Nucleic Acids Res. 1997 Mar 1;25(5):992-4. doi: 10.1093/nar/25.5.992.
Chinese hamster lung fibroblast V79 cells have been widely used in studies of DNA damage and DNA repair. Since the p53 gene is involved in normal responses to DNA damage, we have analyzed the molecular genetics and functional status of p53 in V79 cells and primary Chinese hamster embryonic fibroblast (CHEF) cells. The coding product of the p53 gene in CHEF cells was 76 and 75% homologous to human and mouse p53 respectively, and was 95% homologous to the Syrian hamster cells. The V79 p53 sequence contained two point mutations located within a presumed DNA binding domain, as compared with the CHEF cells. Additional immunocytochemical and molecular studies confirmed that the p53 protein in V79 cells was mutated and nonfunctional. Our results indicate that caution should be used in interpreting studies of DNA damage, DNA repair and apoptosis in V79 cells.

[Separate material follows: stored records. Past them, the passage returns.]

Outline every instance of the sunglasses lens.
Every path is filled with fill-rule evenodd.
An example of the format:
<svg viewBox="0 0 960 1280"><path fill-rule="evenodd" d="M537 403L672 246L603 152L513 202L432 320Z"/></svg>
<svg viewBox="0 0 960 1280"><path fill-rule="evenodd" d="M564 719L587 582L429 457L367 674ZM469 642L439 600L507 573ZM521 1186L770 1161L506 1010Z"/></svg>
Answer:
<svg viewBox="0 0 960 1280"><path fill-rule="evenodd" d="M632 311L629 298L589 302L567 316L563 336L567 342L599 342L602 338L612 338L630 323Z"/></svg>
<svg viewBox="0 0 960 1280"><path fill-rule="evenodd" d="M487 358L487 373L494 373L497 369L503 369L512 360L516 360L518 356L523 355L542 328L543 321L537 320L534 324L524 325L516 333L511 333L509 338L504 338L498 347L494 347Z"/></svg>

中国仓鼠肺成纤维细胞V79已广泛应用于DNA损伤和DNA修复的研究。由于p53基因参与对DNA损伤的正常反应,我们分析了V79细胞和原代中国仓鼠胚胎成纤维细胞(CHEF)中p53的分子遗传学和功能状态。CHEF细胞中p53基因的编码产物分别与人及小鼠的p53有76%和75%的同源性,与叙利亚仓鼠细胞有95%的同源性。与CHEF细胞相比,V79 p53序列在一个假定的DNA结合域内有两个点突变。额外的免疫细胞化学和分子研究证实,V79细胞中的p53蛋白发生了突变且无功能。我们的结果表明,在解释V79细胞中DNA损伤、DNA修复和细胞凋亡的研究时应谨慎。